Savvy in social situations, as mediated through technology, has never been more important. Google’s recent purchase of Youtube and its subsequent enforcement of copyright law, not to mention recent controversy over Facebook’s opaque privacy settings, beg a venue for academic discourse. When the class studies Youtube, “We talk a little bit about the viral aspect,” says Dr. MacKay. “That’s a great example of something that never happened before Youtube came out. It’s a marketer’s dreamland.”

Things get more complicated when the class upgrades to Facebook. “How much information should be out there? Do you want everyone to see everything in the world?” It’s not just a rhetorical question, since her students will attempt to answer just that. They will also peer into the murky waters of cyber bullying and Facebook “creeping.”

Surprising

Partly, a course of this kind is possible because the range and depth of social computing has reached unprecedented heights, providing surprising insights into how people interact with their PCs. “People are not going to do what you think they’re going to do,” says Dr. MacKay. She cites an impromptu survey of last year’s class—what did students use their mobile phones for? Only two suggested it was to call people. Other applications ranged from texting to planning. “It’s not even considered a phone anymore.”
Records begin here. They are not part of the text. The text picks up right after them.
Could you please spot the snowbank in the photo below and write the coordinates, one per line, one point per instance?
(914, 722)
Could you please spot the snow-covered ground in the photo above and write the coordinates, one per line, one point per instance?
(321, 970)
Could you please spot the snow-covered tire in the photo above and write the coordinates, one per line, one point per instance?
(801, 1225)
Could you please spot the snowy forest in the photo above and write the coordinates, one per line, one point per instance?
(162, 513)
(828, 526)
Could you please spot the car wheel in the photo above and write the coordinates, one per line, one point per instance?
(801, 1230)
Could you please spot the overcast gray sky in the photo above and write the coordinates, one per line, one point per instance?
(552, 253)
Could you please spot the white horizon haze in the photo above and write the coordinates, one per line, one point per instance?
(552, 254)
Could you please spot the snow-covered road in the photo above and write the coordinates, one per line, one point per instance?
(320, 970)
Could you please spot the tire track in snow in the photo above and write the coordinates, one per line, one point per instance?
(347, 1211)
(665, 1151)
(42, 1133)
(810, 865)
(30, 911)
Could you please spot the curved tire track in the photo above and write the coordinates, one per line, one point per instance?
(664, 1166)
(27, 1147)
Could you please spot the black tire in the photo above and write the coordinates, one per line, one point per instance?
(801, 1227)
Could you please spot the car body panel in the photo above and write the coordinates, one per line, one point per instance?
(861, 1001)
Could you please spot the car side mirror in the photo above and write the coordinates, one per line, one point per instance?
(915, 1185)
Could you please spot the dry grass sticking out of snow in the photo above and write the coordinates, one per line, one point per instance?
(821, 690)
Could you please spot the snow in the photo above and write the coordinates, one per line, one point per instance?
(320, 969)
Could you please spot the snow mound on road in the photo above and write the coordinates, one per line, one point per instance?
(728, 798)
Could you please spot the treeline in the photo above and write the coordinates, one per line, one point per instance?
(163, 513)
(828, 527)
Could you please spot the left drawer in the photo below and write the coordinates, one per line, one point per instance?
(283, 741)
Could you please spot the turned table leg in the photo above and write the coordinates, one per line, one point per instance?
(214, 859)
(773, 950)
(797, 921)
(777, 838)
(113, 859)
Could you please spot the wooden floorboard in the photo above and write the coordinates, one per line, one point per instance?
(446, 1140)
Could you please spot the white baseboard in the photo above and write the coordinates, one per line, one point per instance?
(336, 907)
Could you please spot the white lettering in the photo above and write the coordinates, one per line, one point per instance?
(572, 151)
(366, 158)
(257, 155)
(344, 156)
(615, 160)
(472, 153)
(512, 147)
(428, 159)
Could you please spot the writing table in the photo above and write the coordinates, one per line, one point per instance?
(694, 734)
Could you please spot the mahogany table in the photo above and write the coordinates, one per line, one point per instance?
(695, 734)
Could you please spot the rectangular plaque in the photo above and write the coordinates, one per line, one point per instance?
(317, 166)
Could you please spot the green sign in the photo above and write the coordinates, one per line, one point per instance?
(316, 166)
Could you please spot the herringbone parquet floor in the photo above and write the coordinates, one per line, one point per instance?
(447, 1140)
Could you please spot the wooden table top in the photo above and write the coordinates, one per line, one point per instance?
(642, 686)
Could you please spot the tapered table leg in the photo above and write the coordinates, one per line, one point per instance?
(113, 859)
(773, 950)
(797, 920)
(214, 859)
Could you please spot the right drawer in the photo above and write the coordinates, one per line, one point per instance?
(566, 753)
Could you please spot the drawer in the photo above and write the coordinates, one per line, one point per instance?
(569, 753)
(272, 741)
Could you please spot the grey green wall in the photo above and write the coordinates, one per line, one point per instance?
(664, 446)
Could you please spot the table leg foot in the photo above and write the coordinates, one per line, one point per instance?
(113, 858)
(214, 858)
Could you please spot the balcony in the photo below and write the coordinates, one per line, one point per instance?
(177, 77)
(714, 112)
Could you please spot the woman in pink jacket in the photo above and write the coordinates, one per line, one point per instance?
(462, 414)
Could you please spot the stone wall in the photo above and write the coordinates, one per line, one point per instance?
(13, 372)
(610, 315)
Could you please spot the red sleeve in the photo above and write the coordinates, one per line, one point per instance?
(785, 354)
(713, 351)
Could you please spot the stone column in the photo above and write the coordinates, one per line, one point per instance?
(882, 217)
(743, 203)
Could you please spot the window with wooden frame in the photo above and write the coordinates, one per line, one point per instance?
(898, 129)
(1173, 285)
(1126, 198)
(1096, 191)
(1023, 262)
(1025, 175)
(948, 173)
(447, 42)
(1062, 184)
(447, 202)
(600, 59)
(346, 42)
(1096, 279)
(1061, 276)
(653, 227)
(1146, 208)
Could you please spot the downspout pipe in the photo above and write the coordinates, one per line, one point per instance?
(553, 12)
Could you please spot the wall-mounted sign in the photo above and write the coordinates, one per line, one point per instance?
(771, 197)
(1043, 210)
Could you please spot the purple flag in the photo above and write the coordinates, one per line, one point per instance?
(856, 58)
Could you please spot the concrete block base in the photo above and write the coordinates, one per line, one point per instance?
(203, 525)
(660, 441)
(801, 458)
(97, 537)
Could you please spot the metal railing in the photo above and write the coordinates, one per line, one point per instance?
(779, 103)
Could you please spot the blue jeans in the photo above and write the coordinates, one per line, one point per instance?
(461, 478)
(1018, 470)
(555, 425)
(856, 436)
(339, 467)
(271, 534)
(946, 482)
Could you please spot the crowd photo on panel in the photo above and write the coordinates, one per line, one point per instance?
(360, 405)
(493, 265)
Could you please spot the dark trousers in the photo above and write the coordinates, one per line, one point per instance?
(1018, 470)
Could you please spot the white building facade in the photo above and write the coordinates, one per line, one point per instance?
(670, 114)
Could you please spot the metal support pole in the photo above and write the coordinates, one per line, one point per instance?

Dr. MacKay hopes computer science students will leave the course with a renewed appreciation for the real-life aspects computer science, once only addressed in the third year and above. “Computers are not just about writing code. You need to consider the user.” She’s also looking forward to teaching students from other faculties, since computer science courses are not always so accessible. “It’s a very interactive class… It’s on social computing, so it’s got to be a social course.”

Neo-Luddites may take heart. Technology is examined, yes, but Dr. MacKay promises “It’s such a high overview—it’s just giving definitions and structure to the technology behind it. We’re not expecting them to be database experts.”

In other words, if you’ve wasted time on Farmville, if you’re praying for an “unlike” button, if you’ve gnashed your teeth over the Old Spice Guy – this just might be your course.